US 12,346,827 B2
	Generating scene graphs from digital images using external knowledge and image reconstruction
Handong Zhao, San Jose, CA (US); Zhe Lin, Fremont, CA (US); Sheng Li, San Jose, CA (US); Mingyang Ling, San Francisco, CA (US); and Jiuxiang Gu, Singapore (SG)
Assigned to Adobe Inc., San Jose, CA (US)
Filed by Adobe Inc., San Jose, CA (US)
Filed on Jun. 3, 2022, as Appl. No. 17/805,289.
Application 17/805,289 is a continuation of application No. 16/448,473, filed on Jun. 21, 2019, granted, now 11,373,390.
Prior Publication US 2022/0309762 A1, Sep. 29, 2022
Int. Cl. G06N 5/022 (2023.01); G06F 18/243 (2023.01); G06N 3/045 (2023.01); G06N 3/084 (2023.01); G06V 10/20 (2022.01); G06V 10/426 (2022.01); G06V 10/764 (2022.01); G06V 10/82 (2022.01)
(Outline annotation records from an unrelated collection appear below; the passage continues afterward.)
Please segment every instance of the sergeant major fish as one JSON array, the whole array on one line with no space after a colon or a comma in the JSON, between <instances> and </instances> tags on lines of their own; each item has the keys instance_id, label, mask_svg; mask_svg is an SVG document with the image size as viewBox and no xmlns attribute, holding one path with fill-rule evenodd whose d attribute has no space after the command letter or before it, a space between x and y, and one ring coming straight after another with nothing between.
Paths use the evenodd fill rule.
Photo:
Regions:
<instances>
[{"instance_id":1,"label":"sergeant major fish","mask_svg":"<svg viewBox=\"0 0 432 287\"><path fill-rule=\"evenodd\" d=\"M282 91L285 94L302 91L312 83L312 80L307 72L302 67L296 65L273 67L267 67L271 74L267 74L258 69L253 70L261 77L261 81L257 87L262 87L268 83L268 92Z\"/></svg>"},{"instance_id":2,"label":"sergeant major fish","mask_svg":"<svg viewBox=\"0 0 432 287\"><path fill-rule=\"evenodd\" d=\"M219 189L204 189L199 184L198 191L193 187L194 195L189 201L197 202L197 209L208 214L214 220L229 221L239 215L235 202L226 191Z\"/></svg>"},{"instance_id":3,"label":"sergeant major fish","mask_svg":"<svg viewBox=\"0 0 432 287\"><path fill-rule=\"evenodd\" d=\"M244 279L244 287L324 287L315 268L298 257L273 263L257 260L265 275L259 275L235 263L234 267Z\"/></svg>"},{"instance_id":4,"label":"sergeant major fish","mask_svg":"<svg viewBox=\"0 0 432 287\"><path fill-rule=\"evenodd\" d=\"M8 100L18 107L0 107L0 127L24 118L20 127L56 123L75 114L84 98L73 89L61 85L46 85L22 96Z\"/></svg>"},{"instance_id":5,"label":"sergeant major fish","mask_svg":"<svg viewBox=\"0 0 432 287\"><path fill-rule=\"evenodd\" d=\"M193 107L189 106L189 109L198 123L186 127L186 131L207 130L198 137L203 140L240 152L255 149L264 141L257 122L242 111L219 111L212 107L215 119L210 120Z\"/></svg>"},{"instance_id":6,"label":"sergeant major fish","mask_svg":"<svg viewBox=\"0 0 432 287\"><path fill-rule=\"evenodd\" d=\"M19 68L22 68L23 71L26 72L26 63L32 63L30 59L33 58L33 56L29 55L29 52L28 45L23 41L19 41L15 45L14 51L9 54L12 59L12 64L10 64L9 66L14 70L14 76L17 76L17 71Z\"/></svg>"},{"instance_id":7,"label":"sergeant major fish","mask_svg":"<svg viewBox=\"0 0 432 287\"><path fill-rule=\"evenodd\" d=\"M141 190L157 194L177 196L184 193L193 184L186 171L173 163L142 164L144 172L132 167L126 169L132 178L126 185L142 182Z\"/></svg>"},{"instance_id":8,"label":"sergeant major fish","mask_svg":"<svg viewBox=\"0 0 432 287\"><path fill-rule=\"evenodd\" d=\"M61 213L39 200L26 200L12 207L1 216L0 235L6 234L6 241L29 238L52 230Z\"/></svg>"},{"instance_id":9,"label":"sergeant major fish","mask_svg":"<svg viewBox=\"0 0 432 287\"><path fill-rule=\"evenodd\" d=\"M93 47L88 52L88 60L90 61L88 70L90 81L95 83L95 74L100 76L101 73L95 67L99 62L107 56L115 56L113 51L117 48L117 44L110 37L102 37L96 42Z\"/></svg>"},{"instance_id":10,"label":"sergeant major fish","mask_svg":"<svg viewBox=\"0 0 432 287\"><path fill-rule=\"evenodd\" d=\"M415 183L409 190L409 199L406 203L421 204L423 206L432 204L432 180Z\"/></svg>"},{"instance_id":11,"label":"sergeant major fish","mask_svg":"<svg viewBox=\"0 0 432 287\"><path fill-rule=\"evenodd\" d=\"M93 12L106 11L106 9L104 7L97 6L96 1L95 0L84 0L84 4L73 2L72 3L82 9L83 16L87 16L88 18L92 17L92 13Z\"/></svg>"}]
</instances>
CPC G06N 5/022 (2013.01) [G06F 18/24323 (2023.01); G06N 3/045 (2023.01); G06N 3/084 (2013.01); G06V 10/255 (2022.01); G06V 10/426 (2022.01); G06V 10/764 (2022.01); G06V 10/82 (2022.01)]

20 Claims

1. A computer-implemented method comprising:

determining, by at least one processor, a set of object labels comprising a plurality of bounding boxes that indicate locations of a plurality of entities and, based on annotations of the set of object labels, information indicating object relationships of the plurality of entities;

generating, by the at least one processor utilizing a layout generation model, a scene layout comprising relative positioning information of a plurality of objects at the locations corresponding to bounding boxes of the set of object labels according to the plurality of entities and the information indicating the object relationships of the plurality of entities from the set of object labels; and

generating, by the at least one processor utilizing an image generation neural network, a synthetic digital image comprising the plurality of objects based on the scene layout.

10. A system comprising:

one or more computer memory devices; and

one or more processing devices configured to cause the system to:

determine a set of object labels comprising a plurality of bounding boxes that indicate locations of a plurality of entities, information based on annotations of the set of object labels that indicates object relationships of the plurality of entities, and a set of predicate labels indicating relationships of the plurality of bounding boxes;

generate, utilizing a layout generation model, a semantic scene graph comprising nodes indicating relative positioning of a plurality of objects at the locations corresponding to bounding boxes of the set of object labels according to the plurality of entities and the information indicating the object relationships of the plurality of entities from the set of object labels; and

generate, utilizing an image generation neural network, a synthetic digital image comprising the plurality of objects based on the semantic scene graph.

17. A non-transitory computer readable medium comprising instructions that, when executed by at least one processor, cause the at least one processor to perform operations comprising:

determining a set of object labels indicating a plurality of locations of a plurality of entities and, based on annotations of the set of object labels, relationship information indicating object relationships for the plurality of entities;

generating a semantic scene graph comprising object nodes and relationship nodes indicating relative positioning of a plurality of objects at the plurality of locations according to the plurality of entities and the relationship information indicating the object relationships of the plurality of entities from the set of object labels; and

generating, utilizing an image generation neural network, a synthetic digital image comprising the plurality of objects based on the semantic scene graph.